Ecrit le 17 avril 2019
La peur
Les peuples, trop longtemps, courbent l’échine sous les régimes dictatoriaux. Et puis un jour, on se demande pourquoi, comment, un jour ils n’ont plus peur et affrontent les puissants en place.
c’est ce qu’on a vu en France avec les Gilets Jaunes (qui n’ont cependant pas réussi à entraîner tout le pays). c’est ce qu’on voit en Algérie où des manifestations massives ont poussé Bouteflika à la démission. Les Algériens et les Algériennes, dans leur quête de dignité, de liberté et d’une prospérité partagée, se dressent pour exiger une meilleure prise en charge de leur destin, des emplois qualifiés, des revenus conséquents et, surtout, l’égalité des chances pour tous. La contestation actuelle est pacifique et responsable. Mais, depuis le 12 avril, les tensions avec la police se multiplient, celle-ci voulant mettre fin aux manifestations.

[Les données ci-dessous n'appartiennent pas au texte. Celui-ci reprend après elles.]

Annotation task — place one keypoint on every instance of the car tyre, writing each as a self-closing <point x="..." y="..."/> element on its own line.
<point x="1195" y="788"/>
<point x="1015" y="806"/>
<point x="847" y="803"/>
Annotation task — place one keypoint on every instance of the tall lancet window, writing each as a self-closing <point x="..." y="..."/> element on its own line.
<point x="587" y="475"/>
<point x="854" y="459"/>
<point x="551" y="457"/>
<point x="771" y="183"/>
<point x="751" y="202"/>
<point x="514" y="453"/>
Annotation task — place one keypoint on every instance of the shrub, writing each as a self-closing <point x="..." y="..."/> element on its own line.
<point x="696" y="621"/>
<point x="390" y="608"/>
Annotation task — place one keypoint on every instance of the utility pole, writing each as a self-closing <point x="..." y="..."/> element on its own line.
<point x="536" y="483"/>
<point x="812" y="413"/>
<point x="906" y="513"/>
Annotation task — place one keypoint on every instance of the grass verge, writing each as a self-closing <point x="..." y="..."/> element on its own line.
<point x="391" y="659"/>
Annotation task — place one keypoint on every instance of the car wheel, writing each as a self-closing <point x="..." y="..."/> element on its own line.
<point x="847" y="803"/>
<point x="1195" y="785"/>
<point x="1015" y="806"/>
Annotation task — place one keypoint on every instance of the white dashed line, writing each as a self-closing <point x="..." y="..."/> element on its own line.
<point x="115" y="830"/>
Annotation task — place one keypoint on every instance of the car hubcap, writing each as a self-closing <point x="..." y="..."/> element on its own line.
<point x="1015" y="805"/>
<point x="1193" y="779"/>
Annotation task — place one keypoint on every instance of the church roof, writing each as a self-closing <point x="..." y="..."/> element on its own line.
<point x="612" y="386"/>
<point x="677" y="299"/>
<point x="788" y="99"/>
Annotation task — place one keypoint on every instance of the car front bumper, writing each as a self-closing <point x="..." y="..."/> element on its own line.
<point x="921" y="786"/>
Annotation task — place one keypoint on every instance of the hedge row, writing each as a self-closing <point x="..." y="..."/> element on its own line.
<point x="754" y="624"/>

Au Soudan, le dictateur Omar El Béchir est tombé jeudi 11 avril après 4 mois d’un mouvement populaire sans précédent où les femmes ont joué un rôle de premier plan. Pour Marc Lavergne, directeur de recherche au CNRS et spécialiste du Soudan, cela n’a rien d’étonnant car, au Soudan, les femmes « participent à la vie de la société, à la hiérarchie des entreprises... En politique, elles sont également au premier plan ou occupent un rôle très important. Tout comme dans la scène artistique et culturelle. Dans les tribus, autrefois, elles s’assuraient de l’éducation des hommes et leur apprenaient l’art de la guerre. Elles n’ont jamais été dévaluées ». Et il ajoute : « Toutes les dictatures cherchent à réduire le rôle des femmes et à »les remettre à la maison« ». C’était le cas du régime hitlérien. « c’est important de rappeler que ce n’est pas propre aux dictatures islamiques de vouloir asservir les femmes. c’est l’un des buts de n’importe quel régime totalitaire. »

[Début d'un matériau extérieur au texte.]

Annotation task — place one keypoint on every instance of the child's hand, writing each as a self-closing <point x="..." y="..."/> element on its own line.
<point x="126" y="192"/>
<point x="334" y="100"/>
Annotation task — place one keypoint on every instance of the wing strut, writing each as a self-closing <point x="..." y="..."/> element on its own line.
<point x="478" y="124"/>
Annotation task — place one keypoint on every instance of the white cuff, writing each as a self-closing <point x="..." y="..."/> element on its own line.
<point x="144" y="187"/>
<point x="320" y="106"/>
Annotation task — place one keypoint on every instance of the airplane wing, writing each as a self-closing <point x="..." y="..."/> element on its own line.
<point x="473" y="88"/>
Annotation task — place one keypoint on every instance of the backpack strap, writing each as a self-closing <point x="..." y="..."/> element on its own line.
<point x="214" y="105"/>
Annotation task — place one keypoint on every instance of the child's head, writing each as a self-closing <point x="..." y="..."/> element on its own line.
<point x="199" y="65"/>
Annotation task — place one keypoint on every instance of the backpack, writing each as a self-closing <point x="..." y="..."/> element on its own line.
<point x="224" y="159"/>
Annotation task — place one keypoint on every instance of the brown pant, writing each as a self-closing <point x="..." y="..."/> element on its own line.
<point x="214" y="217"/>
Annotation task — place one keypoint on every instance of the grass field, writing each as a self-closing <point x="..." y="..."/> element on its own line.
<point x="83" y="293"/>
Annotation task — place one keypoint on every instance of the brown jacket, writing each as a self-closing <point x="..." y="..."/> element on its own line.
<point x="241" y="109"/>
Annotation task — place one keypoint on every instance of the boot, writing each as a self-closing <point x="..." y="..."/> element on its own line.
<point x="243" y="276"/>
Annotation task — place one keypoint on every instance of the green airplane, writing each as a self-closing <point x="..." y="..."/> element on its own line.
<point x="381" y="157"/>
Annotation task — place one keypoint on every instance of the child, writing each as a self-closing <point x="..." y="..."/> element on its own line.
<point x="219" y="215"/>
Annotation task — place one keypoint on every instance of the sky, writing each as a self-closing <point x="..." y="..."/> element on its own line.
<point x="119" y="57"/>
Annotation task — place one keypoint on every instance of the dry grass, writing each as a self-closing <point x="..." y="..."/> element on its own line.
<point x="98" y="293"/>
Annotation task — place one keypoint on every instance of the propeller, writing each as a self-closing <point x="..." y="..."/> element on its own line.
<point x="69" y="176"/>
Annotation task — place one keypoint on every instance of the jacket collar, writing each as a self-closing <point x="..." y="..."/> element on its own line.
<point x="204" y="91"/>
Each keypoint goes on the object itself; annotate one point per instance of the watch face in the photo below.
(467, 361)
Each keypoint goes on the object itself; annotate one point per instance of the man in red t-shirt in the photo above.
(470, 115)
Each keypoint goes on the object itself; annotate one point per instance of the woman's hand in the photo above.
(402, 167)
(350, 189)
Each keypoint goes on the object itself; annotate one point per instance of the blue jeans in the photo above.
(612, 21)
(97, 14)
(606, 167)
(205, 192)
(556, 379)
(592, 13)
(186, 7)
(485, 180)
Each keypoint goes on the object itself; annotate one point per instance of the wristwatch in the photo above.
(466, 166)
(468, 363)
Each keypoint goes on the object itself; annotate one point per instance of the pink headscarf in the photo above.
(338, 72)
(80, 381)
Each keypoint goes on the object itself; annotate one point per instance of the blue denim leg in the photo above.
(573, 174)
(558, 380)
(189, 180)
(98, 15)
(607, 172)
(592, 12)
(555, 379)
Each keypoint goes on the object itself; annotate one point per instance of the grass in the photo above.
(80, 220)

A noter que c’est une femme vêtue de blanc qui est l’image de cette révolution au Soudan. « Le régime voulait imposer la »pudeur« d’habits voilés et noirs dans un islamisme radical d’affichage. Lors des manifestations, les femmes remettent des vêtements colorés traditionnels, ou du blanc, loin du noir imposé. » dit encore Marc Lavergne.

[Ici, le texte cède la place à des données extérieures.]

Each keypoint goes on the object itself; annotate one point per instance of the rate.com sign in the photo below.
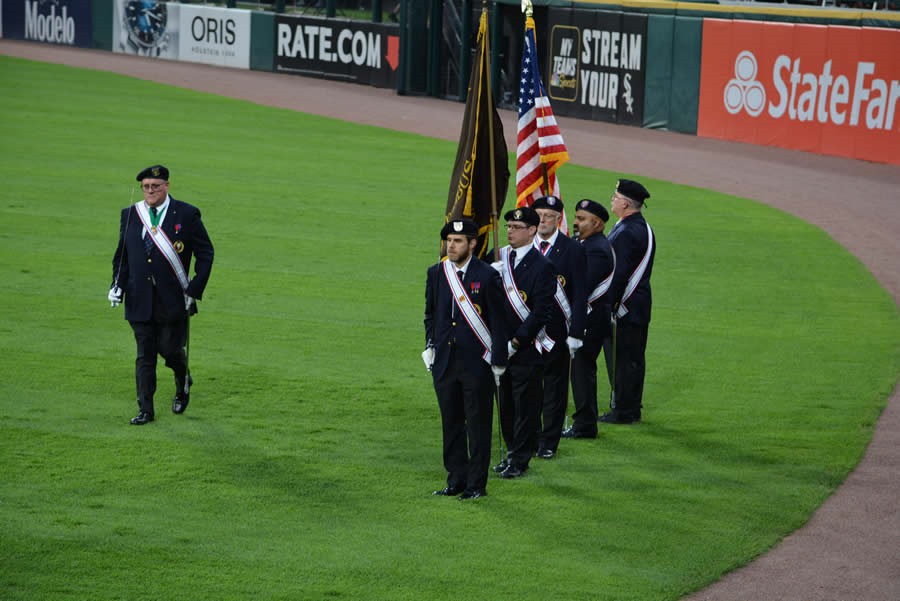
(826, 89)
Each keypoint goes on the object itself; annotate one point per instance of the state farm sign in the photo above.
(827, 89)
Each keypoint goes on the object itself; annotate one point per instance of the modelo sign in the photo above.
(216, 36)
(52, 21)
(825, 89)
(355, 51)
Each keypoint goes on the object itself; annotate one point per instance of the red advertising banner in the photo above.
(820, 88)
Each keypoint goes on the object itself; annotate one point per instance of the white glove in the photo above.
(574, 344)
(498, 370)
(115, 296)
(428, 357)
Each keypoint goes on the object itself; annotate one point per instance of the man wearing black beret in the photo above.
(590, 220)
(635, 247)
(529, 283)
(158, 238)
(567, 322)
(465, 342)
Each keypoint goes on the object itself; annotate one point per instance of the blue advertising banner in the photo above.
(51, 21)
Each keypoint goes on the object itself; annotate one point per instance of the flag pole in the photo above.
(528, 9)
(490, 94)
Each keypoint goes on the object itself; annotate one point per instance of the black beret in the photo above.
(586, 204)
(548, 202)
(154, 172)
(523, 214)
(632, 190)
(463, 227)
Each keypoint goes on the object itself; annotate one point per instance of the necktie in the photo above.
(148, 240)
(460, 275)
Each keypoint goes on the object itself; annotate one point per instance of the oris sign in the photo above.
(51, 21)
(826, 89)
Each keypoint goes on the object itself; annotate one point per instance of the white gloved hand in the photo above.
(498, 370)
(574, 344)
(428, 357)
(114, 296)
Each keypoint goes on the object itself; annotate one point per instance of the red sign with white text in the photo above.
(820, 88)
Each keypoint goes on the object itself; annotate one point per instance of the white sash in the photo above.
(163, 244)
(560, 295)
(563, 303)
(542, 341)
(603, 286)
(464, 303)
(635, 278)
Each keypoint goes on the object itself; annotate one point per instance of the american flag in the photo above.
(539, 141)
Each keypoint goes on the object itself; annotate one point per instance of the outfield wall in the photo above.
(824, 81)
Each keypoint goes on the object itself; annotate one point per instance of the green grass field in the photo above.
(304, 466)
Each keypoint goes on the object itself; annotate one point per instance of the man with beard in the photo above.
(590, 219)
(465, 341)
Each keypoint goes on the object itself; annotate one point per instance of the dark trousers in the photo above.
(556, 397)
(631, 344)
(466, 403)
(158, 338)
(584, 386)
(520, 411)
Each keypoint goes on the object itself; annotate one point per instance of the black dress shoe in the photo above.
(473, 494)
(180, 402)
(571, 432)
(141, 418)
(449, 491)
(619, 418)
(545, 453)
(512, 471)
(182, 398)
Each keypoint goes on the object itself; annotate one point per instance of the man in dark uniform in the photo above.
(567, 322)
(529, 282)
(590, 220)
(464, 343)
(158, 237)
(635, 247)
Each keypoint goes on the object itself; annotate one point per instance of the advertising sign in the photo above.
(146, 27)
(65, 22)
(596, 64)
(216, 36)
(349, 50)
(826, 89)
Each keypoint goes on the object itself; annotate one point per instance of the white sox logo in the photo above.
(744, 92)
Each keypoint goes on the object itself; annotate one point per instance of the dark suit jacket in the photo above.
(568, 259)
(629, 240)
(183, 226)
(536, 280)
(599, 260)
(482, 284)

Alors l’espoir au Soudan ? Le président est tombé, mais le régime politique est toujours en place et, comme en Algérie, l’armée tente maintenant d’interdire les manifestations. Elle a annoncé la suspension de la Constitution, la dissolution du gouvernement et l’instauration d’un nouveau couvre-feu. Elle prétend garder le pouvoir pour deux ans, alors que le peuple réclame un gouvernement civil, des libertés publiques, des droits élémentaires.
Il est à craindre, comme toujours dans l’histoire, que les peuples soient le bras armé d’une révolution de palais à l’issue de laquelle, finalement, rien n’a changé.